Carly will present insights from a series of workshops across the UK with community energy actors as part of the UK Energy Research Centre project on community energy finance. Using National Grid’s ‘Community Renewables’ scenario to frame the potential scale of decarbonisation and decentralisation, stakeholders explored the opportunities and challenges in establishing particular ‘thriving’ community energy business models in the long term. Stakeholders also identified various near and medium term actions necessary to realise these models across domains such as finance, policy, technology and regulation. Whilst much work in the sector is understandably focused on immediate survival strategies, stakeholders expressed enthusiasm for taking the opportunity to look at the longer term potential of the sector. Key themes and issues that will be discussed include: maintaining community ethos during a process of ‘up-scaling’; being responsive enough to not be locked out by private firms; the importance of partnerships with local authorities; the differing attractiveness of opportunities in rural versus urban areas and between the devolved administrations; and developing better evidence to demonstrate co-benefits.

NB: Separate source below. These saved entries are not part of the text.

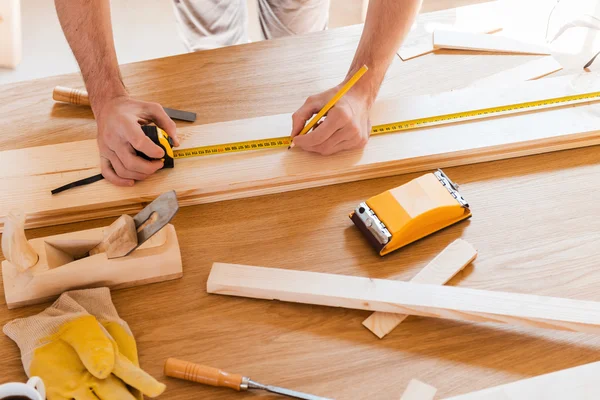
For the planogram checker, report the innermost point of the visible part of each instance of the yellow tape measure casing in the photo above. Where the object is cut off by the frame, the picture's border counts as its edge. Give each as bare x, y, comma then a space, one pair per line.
161, 139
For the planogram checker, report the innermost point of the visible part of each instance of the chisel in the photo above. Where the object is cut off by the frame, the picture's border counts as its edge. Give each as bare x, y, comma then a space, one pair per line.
80, 97
215, 377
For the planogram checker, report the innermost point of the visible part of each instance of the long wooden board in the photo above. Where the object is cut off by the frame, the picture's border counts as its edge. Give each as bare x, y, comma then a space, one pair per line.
535, 69
417, 390
404, 297
482, 42
579, 383
28, 175
440, 270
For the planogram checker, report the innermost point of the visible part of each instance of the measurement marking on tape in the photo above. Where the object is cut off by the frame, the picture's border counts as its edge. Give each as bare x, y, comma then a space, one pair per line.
272, 143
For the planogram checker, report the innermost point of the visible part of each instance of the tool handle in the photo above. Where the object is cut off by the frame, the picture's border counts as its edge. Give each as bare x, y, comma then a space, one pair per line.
71, 96
202, 374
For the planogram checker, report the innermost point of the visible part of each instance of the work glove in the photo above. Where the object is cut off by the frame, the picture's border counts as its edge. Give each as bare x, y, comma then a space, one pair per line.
98, 303
76, 356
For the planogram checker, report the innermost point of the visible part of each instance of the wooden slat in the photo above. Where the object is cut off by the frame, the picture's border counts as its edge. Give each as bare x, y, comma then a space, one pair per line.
579, 383
417, 390
404, 297
440, 270
28, 175
482, 42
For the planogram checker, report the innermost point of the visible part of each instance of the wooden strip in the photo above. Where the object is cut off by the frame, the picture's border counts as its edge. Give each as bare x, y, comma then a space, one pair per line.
482, 42
579, 383
482, 18
28, 175
417, 390
530, 70
440, 270
404, 297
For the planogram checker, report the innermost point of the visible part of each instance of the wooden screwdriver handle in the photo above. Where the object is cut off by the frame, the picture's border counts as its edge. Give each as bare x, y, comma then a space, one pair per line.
71, 96
202, 374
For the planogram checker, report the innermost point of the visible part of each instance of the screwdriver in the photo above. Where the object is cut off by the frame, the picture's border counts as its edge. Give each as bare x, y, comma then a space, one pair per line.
215, 377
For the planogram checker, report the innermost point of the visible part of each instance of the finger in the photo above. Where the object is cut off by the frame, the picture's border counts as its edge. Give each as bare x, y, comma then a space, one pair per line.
311, 106
137, 377
85, 394
123, 172
344, 139
112, 388
139, 141
94, 349
110, 175
156, 113
135, 163
335, 121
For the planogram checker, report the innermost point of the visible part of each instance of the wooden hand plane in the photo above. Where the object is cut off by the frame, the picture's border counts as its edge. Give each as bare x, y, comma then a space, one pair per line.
132, 251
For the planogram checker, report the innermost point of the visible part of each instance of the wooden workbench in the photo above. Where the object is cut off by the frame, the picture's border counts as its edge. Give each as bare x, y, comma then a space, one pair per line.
535, 223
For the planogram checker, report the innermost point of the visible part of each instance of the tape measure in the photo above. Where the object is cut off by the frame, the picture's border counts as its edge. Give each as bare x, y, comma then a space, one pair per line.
285, 141
161, 138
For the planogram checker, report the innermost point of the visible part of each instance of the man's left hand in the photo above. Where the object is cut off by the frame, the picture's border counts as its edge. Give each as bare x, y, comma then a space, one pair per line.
345, 127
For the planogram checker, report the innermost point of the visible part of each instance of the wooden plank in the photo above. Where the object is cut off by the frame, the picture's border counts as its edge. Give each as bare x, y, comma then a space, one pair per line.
28, 175
530, 70
417, 390
404, 297
481, 18
440, 270
579, 383
482, 42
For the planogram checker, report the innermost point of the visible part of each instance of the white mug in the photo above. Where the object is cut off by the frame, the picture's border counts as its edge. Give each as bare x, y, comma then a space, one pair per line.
33, 389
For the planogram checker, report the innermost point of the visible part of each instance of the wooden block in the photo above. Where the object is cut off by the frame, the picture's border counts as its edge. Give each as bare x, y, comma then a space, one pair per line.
28, 175
10, 33
440, 270
579, 383
119, 238
417, 390
59, 268
530, 70
481, 18
482, 42
15, 246
404, 297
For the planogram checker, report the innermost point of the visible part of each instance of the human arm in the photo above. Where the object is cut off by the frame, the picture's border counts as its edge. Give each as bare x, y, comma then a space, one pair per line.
347, 124
88, 29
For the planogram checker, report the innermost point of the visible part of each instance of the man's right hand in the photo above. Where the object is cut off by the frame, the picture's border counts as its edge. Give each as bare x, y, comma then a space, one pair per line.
120, 135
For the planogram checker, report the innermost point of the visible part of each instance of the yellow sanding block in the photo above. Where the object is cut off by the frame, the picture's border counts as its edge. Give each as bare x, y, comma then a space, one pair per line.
410, 212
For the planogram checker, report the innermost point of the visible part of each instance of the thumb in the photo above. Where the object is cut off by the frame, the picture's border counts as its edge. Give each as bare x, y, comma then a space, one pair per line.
137, 377
311, 106
96, 351
157, 114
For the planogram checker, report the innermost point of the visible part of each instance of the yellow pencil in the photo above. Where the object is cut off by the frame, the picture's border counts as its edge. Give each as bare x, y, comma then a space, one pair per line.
332, 102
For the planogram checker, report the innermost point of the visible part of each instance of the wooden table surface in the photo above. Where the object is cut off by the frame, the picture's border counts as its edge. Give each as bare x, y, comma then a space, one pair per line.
534, 223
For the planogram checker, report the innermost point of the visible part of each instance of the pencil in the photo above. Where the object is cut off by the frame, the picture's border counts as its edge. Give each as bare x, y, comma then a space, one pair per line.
332, 102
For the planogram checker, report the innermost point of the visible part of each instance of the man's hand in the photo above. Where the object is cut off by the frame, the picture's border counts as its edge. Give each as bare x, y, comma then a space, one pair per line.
120, 135
345, 127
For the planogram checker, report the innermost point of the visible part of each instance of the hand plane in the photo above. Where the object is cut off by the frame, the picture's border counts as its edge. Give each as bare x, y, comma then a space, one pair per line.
131, 251
410, 212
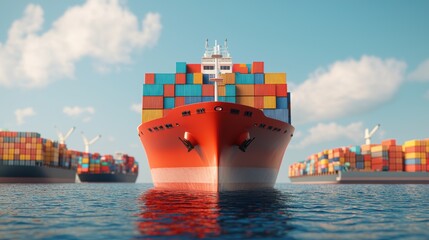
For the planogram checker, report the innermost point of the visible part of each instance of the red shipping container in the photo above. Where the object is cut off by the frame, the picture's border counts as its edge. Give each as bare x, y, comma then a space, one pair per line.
239, 69
208, 90
193, 68
388, 142
149, 78
180, 78
179, 101
165, 112
281, 90
413, 168
153, 102
259, 102
169, 90
258, 67
265, 89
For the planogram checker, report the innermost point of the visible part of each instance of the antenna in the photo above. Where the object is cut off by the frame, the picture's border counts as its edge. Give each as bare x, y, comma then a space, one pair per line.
368, 135
61, 137
88, 143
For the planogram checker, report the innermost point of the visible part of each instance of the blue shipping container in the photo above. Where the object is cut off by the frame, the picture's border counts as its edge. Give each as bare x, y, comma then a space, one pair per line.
190, 100
413, 161
194, 90
229, 90
165, 78
207, 99
169, 102
259, 78
180, 67
227, 99
279, 114
281, 102
244, 78
190, 78
153, 90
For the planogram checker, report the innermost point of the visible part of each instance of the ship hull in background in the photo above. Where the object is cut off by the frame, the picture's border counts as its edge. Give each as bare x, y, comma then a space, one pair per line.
107, 178
216, 162
364, 177
36, 174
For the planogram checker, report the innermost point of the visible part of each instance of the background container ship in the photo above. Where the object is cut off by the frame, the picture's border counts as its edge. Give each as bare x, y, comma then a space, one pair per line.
370, 163
107, 168
216, 125
26, 157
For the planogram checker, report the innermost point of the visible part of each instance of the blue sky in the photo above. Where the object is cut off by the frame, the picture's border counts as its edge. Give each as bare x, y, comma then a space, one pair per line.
349, 64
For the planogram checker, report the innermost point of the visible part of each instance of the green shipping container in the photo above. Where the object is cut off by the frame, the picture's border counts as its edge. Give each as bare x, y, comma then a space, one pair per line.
153, 90
180, 67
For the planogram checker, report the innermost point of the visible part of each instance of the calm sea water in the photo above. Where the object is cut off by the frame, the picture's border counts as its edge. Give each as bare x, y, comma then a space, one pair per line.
137, 211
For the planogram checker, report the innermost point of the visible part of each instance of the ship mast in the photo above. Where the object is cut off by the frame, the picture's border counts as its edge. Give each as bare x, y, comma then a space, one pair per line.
216, 61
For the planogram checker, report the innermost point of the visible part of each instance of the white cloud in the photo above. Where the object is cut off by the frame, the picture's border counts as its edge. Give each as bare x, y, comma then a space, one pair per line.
85, 112
101, 29
347, 87
136, 107
330, 132
23, 113
421, 73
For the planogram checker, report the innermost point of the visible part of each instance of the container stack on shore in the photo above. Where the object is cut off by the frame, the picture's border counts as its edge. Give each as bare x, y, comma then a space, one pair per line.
412, 156
248, 84
97, 164
30, 149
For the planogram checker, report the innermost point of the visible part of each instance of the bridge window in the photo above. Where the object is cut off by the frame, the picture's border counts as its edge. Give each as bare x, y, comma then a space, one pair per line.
186, 113
248, 113
235, 111
208, 67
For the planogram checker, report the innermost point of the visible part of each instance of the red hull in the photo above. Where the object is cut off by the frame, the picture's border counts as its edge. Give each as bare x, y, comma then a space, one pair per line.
216, 162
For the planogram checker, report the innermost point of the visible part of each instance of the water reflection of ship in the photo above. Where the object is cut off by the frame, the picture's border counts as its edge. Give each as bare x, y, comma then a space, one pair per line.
241, 214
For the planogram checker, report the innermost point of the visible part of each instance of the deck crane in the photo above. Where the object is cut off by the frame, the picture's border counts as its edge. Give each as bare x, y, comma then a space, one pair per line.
368, 135
88, 143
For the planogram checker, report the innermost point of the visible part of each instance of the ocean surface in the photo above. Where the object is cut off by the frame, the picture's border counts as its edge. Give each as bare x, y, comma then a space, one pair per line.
137, 211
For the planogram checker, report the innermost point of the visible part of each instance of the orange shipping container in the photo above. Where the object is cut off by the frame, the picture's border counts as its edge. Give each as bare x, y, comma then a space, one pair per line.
228, 78
198, 78
149, 78
281, 90
180, 78
179, 101
168, 90
245, 89
193, 68
258, 67
153, 102
248, 101
208, 90
275, 78
265, 90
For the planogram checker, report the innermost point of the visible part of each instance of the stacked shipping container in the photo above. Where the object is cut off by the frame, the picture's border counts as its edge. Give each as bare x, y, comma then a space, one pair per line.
96, 164
30, 149
387, 156
247, 85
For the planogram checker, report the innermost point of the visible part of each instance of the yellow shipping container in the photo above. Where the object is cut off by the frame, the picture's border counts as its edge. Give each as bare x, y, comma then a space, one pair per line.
245, 89
248, 101
151, 114
221, 90
412, 143
269, 102
228, 78
198, 78
413, 155
275, 78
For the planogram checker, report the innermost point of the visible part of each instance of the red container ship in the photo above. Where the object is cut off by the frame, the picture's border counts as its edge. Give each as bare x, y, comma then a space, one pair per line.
215, 126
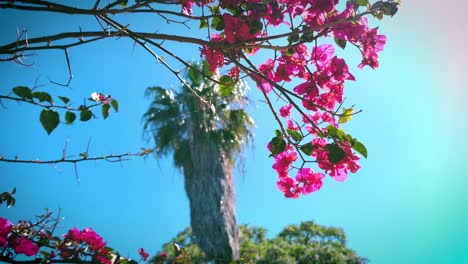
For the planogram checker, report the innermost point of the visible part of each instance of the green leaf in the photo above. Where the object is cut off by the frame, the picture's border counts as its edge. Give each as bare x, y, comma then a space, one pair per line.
23, 92
293, 38
335, 153
289, 52
70, 117
85, 115
226, 85
115, 105
214, 9
42, 96
256, 27
295, 135
217, 23
49, 120
203, 23
105, 110
359, 147
277, 145
194, 75
307, 37
340, 42
278, 133
363, 2
64, 99
307, 149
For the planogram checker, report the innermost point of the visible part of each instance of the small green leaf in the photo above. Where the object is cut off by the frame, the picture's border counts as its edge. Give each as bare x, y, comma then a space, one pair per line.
115, 105
277, 145
359, 147
49, 120
42, 96
105, 110
226, 85
69, 117
307, 149
295, 135
203, 23
293, 38
278, 133
64, 99
217, 23
23, 92
335, 153
340, 42
85, 115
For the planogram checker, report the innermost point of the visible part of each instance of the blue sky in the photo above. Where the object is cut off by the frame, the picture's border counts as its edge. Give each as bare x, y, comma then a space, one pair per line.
406, 205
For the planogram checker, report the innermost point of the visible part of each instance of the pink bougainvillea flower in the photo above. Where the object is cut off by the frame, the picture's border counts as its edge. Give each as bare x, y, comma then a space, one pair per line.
143, 254
322, 54
289, 187
22, 245
5, 227
311, 181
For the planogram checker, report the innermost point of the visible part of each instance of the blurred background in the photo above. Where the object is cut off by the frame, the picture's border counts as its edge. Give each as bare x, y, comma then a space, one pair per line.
407, 204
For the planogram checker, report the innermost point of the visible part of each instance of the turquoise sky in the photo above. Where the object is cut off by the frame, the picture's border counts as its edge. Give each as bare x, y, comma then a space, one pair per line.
408, 203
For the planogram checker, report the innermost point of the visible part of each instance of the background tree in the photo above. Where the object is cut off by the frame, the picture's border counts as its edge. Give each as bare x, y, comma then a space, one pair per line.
302, 244
205, 142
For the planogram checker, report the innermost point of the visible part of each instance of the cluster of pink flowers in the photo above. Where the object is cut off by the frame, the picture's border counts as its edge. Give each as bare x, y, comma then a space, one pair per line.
76, 244
75, 241
321, 74
19, 243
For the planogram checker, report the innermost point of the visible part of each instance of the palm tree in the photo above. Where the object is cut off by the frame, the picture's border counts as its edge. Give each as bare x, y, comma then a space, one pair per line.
204, 141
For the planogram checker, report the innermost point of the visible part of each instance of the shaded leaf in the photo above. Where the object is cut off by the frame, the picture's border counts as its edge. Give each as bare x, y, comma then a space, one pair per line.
42, 96
295, 134
307, 149
335, 153
49, 120
226, 85
70, 117
105, 110
23, 92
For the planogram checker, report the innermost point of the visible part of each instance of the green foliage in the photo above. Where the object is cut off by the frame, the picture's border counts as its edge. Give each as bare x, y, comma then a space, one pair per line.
305, 243
49, 120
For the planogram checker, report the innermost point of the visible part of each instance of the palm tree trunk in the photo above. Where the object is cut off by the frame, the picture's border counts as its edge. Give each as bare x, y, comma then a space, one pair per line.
209, 185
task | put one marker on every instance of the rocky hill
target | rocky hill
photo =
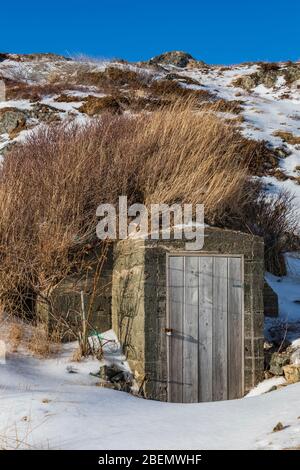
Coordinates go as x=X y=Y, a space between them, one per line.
x=260 y=99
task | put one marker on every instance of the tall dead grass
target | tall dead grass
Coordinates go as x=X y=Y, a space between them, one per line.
x=51 y=186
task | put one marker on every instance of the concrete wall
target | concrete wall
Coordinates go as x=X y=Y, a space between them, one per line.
x=139 y=303
x=271 y=308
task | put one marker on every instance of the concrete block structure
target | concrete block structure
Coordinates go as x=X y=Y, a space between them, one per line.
x=191 y=323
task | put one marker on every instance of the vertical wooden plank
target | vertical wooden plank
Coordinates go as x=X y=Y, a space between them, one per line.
x=220 y=391
x=190 y=329
x=235 y=328
x=205 y=327
x=176 y=303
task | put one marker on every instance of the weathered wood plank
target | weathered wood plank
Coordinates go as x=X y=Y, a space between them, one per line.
x=190 y=329
x=220 y=391
x=176 y=297
x=205 y=327
x=235 y=328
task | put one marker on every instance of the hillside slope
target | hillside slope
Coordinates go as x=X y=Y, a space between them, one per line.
x=262 y=100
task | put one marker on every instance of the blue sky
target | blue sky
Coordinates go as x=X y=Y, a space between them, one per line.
x=217 y=31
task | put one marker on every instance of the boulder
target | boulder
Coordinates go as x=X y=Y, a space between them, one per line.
x=292 y=373
x=177 y=58
x=278 y=361
x=12 y=120
x=94 y=105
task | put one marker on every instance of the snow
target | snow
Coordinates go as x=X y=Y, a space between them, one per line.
x=266 y=386
x=45 y=407
x=19 y=104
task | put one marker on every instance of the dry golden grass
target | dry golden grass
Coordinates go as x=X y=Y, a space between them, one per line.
x=15 y=336
x=51 y=186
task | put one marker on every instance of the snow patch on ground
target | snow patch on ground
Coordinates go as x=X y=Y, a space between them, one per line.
x=43 y=406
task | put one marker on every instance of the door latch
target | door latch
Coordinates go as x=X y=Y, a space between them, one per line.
x=169 y=331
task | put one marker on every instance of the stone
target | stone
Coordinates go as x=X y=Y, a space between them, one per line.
x=178 y=58
x=94 y=105
x=11 y=119
x=292 y=373
x=278 y=361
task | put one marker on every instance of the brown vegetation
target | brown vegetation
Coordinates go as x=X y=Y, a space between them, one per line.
x=223 y=106
x=288 y=137
x=51 y=186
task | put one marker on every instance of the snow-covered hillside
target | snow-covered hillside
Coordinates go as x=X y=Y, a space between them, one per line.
x=269 y=111
x=43 y=406
x=55 y=403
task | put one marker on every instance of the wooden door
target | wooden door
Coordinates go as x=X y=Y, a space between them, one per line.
x=205 y=328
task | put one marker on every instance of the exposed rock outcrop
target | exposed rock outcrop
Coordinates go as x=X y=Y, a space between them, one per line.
x=177 y=58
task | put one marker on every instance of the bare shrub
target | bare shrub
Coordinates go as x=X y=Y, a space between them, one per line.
x=272 y=217
x=39 y=343
x=15 y=336
x=51 y=186
x=288 y=137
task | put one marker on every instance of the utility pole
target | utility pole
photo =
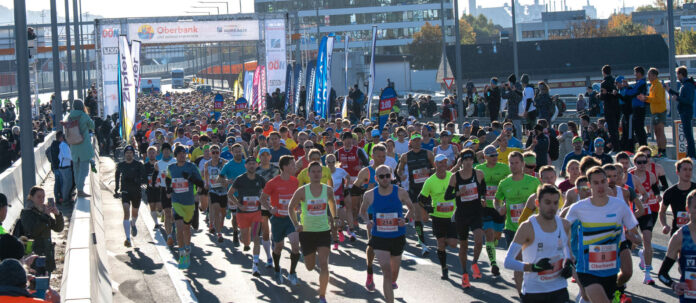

Carly McLachlan is Professor of Climate and Energy Policy at the University of Manchester and is the Interim Director of the Tyndall Centre for Climate Change Research at the University of East Anglia. Her research focuses on how people and organisations engage with energy and sustainability issues. In addition to her work specifically on community energy, as part of the wider Tyndall Manchester team, she is working closely with Greater Manchester Combined Authority in setting their carbon targets and identifying pathways, policies and actions to significantly reduce emissions across the region.